A counterargument is that there are also costs to the merchant in other forms of payment. For cash payments these include frequent trips to the bank or use of an armored delivery service, theft, and employee error, such that cash is actually not cheaper for the merchant than credit cards. This argument is probably specious under most circumstances, however, considering that many merchants would offer a discount for cash-paying customers were they allowed, and indeed, do so where it is legal. The fact that laws exist or have existed that prohibit such practices and that the major card issuers strongly discourage such practices can be taken as an indicator that cash transactions do not have as much cost associated with them as credit card transactions.
To illustrate, some companies offer incentives or bonus coupons for using cash, such as Canadian Tire Money. Australia is currently acting to reduce this by allowing merchants to apply surcharges for credit card users.

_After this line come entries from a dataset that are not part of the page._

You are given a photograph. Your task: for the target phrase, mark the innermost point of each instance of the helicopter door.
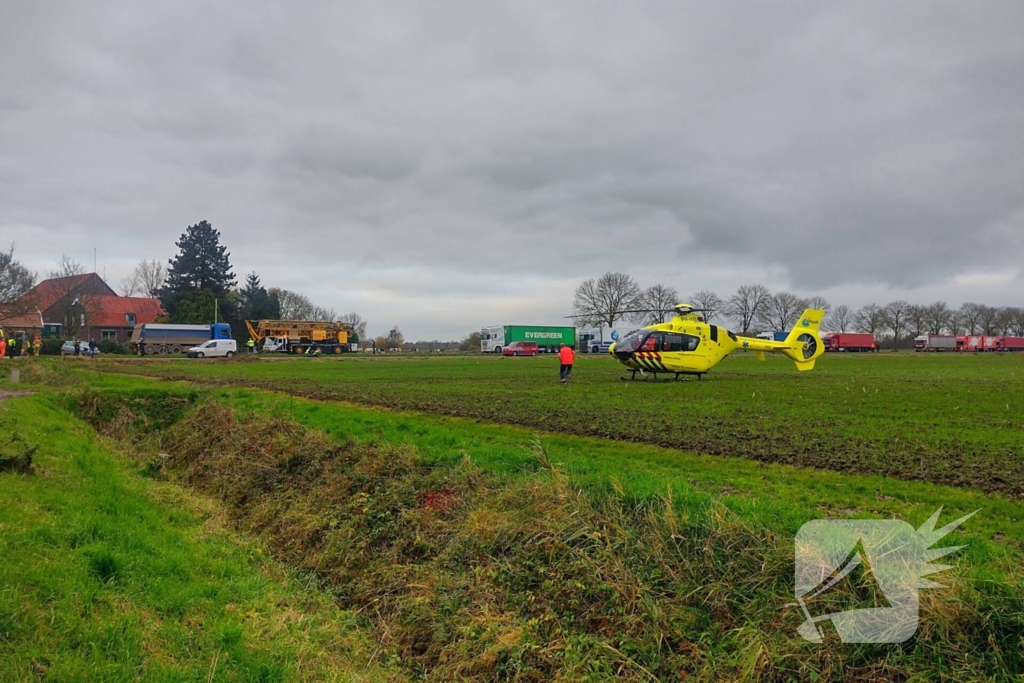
(671, 342)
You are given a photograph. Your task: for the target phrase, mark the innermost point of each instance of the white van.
(214, 348)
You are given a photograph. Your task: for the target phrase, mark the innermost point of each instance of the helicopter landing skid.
(647, 379)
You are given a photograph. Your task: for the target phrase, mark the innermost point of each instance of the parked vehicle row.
(548, 339)
(968, 343)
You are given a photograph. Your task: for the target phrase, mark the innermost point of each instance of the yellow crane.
(299, 336)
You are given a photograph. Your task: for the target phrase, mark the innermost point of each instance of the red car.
(521, 348)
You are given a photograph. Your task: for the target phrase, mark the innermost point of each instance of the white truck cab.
(214, 348)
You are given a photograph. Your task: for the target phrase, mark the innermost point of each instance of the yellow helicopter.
(689, 345)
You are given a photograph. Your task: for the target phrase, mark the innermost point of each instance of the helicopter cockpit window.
(664, 341)
(630, 343)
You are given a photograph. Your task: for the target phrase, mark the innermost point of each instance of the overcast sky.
(444, 166)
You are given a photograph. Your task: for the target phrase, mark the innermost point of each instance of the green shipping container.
(550, 337)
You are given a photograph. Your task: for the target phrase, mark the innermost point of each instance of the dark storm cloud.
(813, 144)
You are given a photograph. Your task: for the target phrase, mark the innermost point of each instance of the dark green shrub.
(111, 346)
(51, 346)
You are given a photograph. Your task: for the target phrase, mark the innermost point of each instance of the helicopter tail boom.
(802, 345)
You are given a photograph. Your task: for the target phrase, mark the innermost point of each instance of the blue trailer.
(160, 338)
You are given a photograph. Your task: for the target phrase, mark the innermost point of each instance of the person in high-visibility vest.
(565, 358)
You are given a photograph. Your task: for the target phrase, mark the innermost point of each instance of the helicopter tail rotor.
(803, 344)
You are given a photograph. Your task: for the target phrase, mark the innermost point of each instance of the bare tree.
(1017, 326)
(394, 338)
(916, 317)
(709, 301)
(15, 280)
(954, 323)
(841, 318)
(75, 301)
(937, 317)
(870, 317)
(988, 319)
(145, 280)
(895, 317)
(656, 302)
(970, 316)
(605, 301)
(745, 303)
(1005, 321)
(818, 302)
(359, 325)
(780, 311)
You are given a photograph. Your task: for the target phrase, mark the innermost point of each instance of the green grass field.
(950, 419)
(484, 526)
(109, 575)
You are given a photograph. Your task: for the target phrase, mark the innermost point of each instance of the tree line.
(754, 308)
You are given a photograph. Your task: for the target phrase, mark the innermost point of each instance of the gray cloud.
(446, 154)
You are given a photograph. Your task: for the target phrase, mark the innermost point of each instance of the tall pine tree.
(202, 263)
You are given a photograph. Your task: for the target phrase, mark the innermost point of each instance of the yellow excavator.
(302, 336)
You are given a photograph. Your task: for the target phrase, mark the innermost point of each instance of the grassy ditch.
(472, 573)
(108, 575)
(950, 419)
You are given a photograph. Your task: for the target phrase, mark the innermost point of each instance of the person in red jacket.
(565, 356)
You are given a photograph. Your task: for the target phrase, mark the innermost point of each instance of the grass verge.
(476, 573)
(949, 419)
(109, 575)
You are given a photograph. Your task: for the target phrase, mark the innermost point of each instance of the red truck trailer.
(849, 341)
(978, 343)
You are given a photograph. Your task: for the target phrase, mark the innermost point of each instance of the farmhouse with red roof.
(79, 306)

In the United Kingdom, merchants won the right through The Credit Cards (Price Discrimination) Order 1990to charge customers different prices according to the payment method, but few merchants do so (the most notable exceptions being budget airlines, travel agents and UK government agencies, such as the DVLA). The United Kingdom is the world's most credit-card-intensive country, with 67 million credit cards for a population of 59 million people

In the United States, until 1984 federal law prohibited surcharges on card transactions. Although the federal Truth in Lending Act provisions that prohibited surcharges expired that year, a number of states have since enacted laws that continue to outlaw the practice; California, Colorado, Connecticut, Florida, Kansas, Massachusetts, Maine, New York, Oklahoma, and Texas have laws against surcharges. Regardless of what state one resides in or purchases a product, however, both Visa and MasterCard have publicly stated that surcharges on credit card transactions are against the rules.
There also exists an economic argument that credit card use increases the "velocity" of money in an economy. The result, according to the quantity theory of money, is an effective increase in the money supply, as more money is flowing through the economy at a given time.